Implementation Checklist
Before deploying security code to production:
✅ Pre-Deployment Verification
Secure Storage
- Using platform APIs (Keychain/Keystore)
- Correct accessibility settings
- No sensitive data in logs
- Backup exclusions configured
Network Security
- TLS 1.2+ enforced
- Certificate validation enabled
- No cleartext traffic allowed
- Request signing implemented
Code Protection
- ProGuard/R8 enabled for release
- Sensitive strings obfuscated
- Logging removed from release builds
- Mapping files archived
Runtime Protection
- Root/jailbreak detection implemented
- Appropriate response strategy
- Debugger detection in place
- Graceful degradation tested
Testing
- Tested on real devices
- Multiple OS versions verified
- Failure scenarios tested
- Security features enabled in all environments
Conclusion
Security implementation is where theory meets reality. Platform-provided APIs like iOS Keychain and Android Keystore offer hardware-backed encryption superior to any custom implementation. Network security requires proper TLS configuration, certificate validation, and request signing—HTTPS alone is insufficient. Code obfuscation raises the bar for reverse engineering but must be combined with server-side validation. Runtime protection detects compromised environments, allowing appropriate responses.

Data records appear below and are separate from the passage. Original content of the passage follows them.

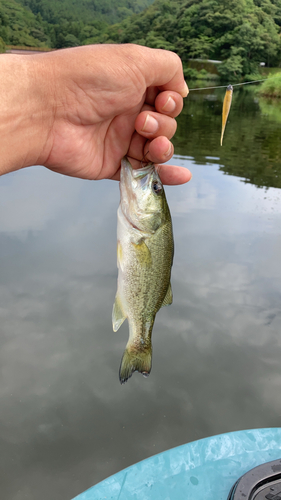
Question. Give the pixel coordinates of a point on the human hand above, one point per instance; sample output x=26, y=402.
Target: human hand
x=94, y=105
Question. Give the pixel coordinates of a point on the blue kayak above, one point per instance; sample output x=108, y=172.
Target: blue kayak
x=203, y=469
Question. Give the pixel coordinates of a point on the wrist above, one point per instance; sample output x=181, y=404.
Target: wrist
x=25, y=111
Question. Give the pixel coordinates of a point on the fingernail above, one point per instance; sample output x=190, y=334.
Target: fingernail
x=185, y=90
x=169, y=151
x=170, y=105
x=150, y=125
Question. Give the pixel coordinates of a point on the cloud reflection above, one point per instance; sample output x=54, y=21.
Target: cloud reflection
x=65, y=421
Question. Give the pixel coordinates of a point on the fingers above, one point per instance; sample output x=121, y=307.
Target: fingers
x=170, y=174
x=163, y=69
x=158, y=150
x=151, y=124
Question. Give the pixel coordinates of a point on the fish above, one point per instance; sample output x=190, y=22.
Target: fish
x=145, y=250
x=226, y=108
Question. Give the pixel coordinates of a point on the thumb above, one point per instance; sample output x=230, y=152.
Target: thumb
x=163, y=69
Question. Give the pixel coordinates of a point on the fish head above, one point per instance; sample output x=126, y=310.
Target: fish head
x=143, y=200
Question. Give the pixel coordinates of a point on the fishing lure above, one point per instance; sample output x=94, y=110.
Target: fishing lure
x=226, y=107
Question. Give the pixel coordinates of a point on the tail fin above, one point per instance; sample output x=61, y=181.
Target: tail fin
x=135, y=360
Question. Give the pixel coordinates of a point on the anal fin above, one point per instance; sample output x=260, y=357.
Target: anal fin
x=118, y=316
x=169, y=297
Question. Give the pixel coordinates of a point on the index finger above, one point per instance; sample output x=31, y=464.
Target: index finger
x=163, y=69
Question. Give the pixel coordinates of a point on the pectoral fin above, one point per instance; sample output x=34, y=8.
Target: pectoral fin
x=118, y=316
x=143, y=253
x=169, y=297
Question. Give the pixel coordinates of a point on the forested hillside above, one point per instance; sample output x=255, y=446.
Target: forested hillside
x=241, y=33
x=64, y=23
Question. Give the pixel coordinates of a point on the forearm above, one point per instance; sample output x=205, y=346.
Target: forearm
x=25, y=112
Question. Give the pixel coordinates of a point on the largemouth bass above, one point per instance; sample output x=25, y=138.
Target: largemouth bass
x=145, y=251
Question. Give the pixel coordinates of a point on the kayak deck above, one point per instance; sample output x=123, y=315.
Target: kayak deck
x=206, y=468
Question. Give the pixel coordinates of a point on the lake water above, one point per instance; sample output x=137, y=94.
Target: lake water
x=65, y=421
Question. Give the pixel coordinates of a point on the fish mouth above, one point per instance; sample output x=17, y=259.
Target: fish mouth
x=128, y=173
x=128, y=178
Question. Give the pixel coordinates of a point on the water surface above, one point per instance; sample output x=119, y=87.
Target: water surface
x=65, y=420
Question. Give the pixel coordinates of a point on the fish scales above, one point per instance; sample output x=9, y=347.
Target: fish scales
x=144, y=256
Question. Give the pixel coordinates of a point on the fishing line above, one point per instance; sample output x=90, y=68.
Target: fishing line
x=225, y=86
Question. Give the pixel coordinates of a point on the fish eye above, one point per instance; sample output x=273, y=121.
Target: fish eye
x=157, y=187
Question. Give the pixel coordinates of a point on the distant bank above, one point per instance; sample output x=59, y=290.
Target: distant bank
x=26, y=50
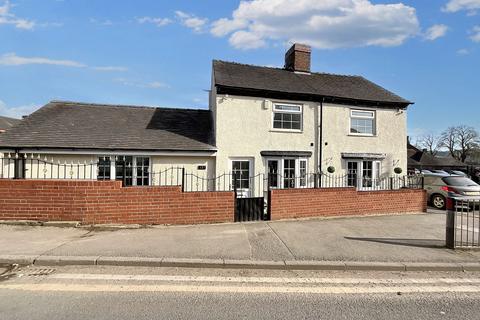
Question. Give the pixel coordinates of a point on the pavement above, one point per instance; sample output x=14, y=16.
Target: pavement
x=395, y=242
x=101, y=292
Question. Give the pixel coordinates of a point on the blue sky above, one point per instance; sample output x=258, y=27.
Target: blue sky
x=147, y=52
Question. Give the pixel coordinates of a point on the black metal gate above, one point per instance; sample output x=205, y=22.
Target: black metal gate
x=250, y=201
x=249, y=209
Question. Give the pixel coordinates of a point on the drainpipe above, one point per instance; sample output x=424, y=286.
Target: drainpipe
x=320, y=138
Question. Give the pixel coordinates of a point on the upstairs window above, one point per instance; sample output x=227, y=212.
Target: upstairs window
x=287, y=117
x=362, y=122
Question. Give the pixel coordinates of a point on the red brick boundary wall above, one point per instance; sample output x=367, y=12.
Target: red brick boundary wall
x=304, y=203
x=98, y=202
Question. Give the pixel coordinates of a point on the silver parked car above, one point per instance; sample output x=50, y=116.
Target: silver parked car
x=438, y=186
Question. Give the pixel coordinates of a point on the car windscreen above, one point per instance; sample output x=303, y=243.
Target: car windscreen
x=459, y=182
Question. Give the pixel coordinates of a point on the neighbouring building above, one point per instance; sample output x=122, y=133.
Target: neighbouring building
x=420, y=159
x=287, y=121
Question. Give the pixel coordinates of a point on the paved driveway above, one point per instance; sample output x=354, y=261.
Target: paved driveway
x=400, y=238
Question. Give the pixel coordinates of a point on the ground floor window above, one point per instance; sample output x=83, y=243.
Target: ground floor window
x=104, y=168
x=363, y=173
x=132, y=170
x=241, y=174
x=287, y=172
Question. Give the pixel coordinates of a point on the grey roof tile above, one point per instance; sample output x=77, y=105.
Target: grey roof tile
x=6, y=123
x=236, y=75
x=61, y=124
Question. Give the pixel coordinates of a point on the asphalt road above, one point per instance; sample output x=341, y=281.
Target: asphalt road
x=171, y=293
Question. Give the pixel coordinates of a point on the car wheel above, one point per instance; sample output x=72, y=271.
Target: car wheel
x=439, y=201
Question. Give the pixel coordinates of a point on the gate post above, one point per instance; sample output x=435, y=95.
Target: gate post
x=19, y=168
x=183, y=179
x=450, y=225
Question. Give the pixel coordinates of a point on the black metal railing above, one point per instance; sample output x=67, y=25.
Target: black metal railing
x=30, y=167
x=463, y=223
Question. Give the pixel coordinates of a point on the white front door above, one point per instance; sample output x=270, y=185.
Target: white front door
x=241, y=169
x=287, y=173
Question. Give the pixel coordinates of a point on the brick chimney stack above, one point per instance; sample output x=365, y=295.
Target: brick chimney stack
x=297, y=58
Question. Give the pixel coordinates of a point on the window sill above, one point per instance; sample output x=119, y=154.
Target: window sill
x=286, y=130
x=361, y=135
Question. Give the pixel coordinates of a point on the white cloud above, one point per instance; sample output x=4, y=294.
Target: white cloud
x=17, y=112
x=12, y=59
x=246, y=40
x=6, y=17
x=191, y=21
x=475, y=34
x=463, y=52
x=323, y=24
x=140, y=84
x=159, y=22
x=458, y=5
x=110, y=68
x=436, y=31
x=106, y=22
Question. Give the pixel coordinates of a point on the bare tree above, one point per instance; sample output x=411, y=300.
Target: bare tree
x=468, y=140
x=461, y=141
x=432, y=143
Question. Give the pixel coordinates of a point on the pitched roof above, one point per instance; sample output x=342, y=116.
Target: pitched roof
x=7, y=123
x=61, y=124
x=241, y=76
x=420, y=158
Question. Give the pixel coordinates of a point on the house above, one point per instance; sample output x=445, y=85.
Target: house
x=284, y=121
x=290, y=121
x=142, y=139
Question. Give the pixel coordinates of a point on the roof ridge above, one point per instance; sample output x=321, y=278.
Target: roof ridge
x=382, y=88
x=283, y=69
x=89, y=104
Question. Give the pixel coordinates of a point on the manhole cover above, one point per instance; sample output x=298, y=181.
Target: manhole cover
x=39, y=272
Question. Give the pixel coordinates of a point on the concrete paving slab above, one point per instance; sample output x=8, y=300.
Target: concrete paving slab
x=255, y=264
x=27, y=240
x=265, y=244
x=471, y=266
x=315, y=265
x=200, y=242
x=17, y=259
x=66, y=261
x=396, y=238
x=374, y=266
x=192, y=263
x=427, y=266
x=129, y=261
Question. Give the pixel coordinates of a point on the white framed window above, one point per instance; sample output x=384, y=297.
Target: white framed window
x=104, y=168
x=363, y=174
x=362, y=122
x=132, y=170
x=302, y=182
x=287, y=117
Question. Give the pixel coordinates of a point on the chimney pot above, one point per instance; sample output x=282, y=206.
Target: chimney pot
x=297, y=58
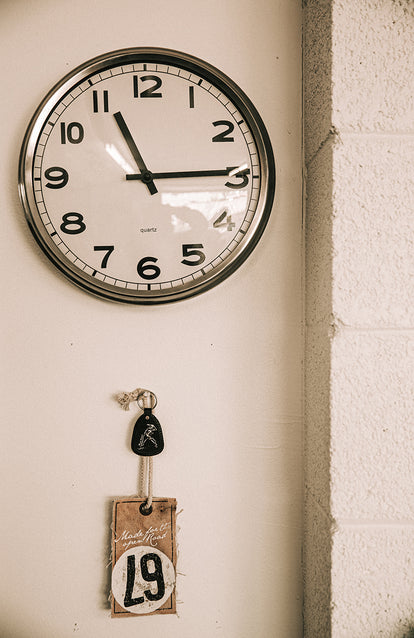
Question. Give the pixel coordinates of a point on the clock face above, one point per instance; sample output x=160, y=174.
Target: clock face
x=146, y=176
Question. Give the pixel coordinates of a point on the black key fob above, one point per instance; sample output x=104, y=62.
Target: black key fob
x=147, y=438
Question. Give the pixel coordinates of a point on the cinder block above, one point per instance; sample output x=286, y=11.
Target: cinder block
x=317, y=571
x=373, y=231
x=318, y=238
x=317, y=410
x=317, y=73
x=373, y=50
x=372, y=445
x=373, y=582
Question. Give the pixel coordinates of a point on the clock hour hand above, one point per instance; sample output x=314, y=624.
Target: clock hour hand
x=232, y=170
x=145, y=175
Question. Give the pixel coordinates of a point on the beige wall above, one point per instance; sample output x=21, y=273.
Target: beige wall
x=359, y=97
x=226, y=366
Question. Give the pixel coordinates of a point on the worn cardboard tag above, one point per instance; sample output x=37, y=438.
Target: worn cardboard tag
x=143, y=557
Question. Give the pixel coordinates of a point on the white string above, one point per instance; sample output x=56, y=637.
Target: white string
x=146, y=480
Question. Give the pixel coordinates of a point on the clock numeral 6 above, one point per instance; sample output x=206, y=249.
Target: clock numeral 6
x=147, y=269
x=57, y=176
x=72, y=224
x=192, y=250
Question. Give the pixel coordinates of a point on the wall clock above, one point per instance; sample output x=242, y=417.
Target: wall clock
x=146, y=175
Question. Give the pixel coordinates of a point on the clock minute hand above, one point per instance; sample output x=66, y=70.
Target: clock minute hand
x=207, y=173
x=145, y=174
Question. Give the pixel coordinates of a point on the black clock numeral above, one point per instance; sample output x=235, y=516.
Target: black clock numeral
x=224, y=220
x=96, y=101
x=58, y=177
x=108, y=250
x=72, y=132
x=224, y=135
x=150, y=91
x=192, y=250
x=191, y=96
x=72, y=224
x=148, y=270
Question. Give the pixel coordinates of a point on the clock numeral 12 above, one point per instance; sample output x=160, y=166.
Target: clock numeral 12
x=150, y=91
x=95, y=101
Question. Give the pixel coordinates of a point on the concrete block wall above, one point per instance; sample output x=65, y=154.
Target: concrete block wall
x=359, y=484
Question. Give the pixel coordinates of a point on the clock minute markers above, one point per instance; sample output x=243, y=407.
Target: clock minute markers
x=145, y=175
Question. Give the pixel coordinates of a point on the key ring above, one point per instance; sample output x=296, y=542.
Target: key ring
x=147, y=399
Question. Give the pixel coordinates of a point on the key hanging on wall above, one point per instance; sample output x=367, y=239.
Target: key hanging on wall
x=144, y=527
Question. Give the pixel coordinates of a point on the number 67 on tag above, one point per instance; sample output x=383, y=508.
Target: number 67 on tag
x=144, y=556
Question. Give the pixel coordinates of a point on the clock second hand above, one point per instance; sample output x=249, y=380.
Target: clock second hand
x=145, y=175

The gap between security design and secure code is where breaches occur. Misconfigured Keychain accessibility exposes data. Disabled certificate validation in production allows man-in-the-middle attacks. Weak obfuscation provides false confidence. Naive root detection is easily bypassed. Each implementation detail matters.
Testing security implementations is non-negotiable. Test on real devices across multiple OS versions. Test failure scenarios—what happens when Keychain access fails, when certificates are invalid, when devices are rooted? Security that works in ideal conditions but fails in edge cases provides false confidence. And never disable security features in testing environments because they’re “too hard”—that difficulty is your early warning system.
The certificate rotation incident demonstrates why proper testing matters. Disabling pinning in UAT because it complicated testing meant the first real test would be in production. Only maintaining a separate staging environment with pinning enabled caught the issue. The operational burden of testing with security features enabled is far less than the cost of a production outage.
Platform security APIs evolve, vulnerabilities are discovered, and attack techniques advance. Stay informed about security updates, monitor advisories for libraries you use, and regularly review implementations. Yesterday’s best practices may be today’s vulnerabilities. Mobile security is an ongoing process, not a one-time implementation.
Before deploying security code, understand what threat you’re defending against and whether the implementation actually provides protection. Not every app needs root detection or code obfuscation. Match security investments to your risk profile. Focus on fundamentals—secure storage, proper TLS, strong authentication—before adding advanced protections.
The devices may be in users’ pockets, but the security responsibility remains yours. Implement carefully, test thoroughly, and never take shortcuts that compromise security for convenience.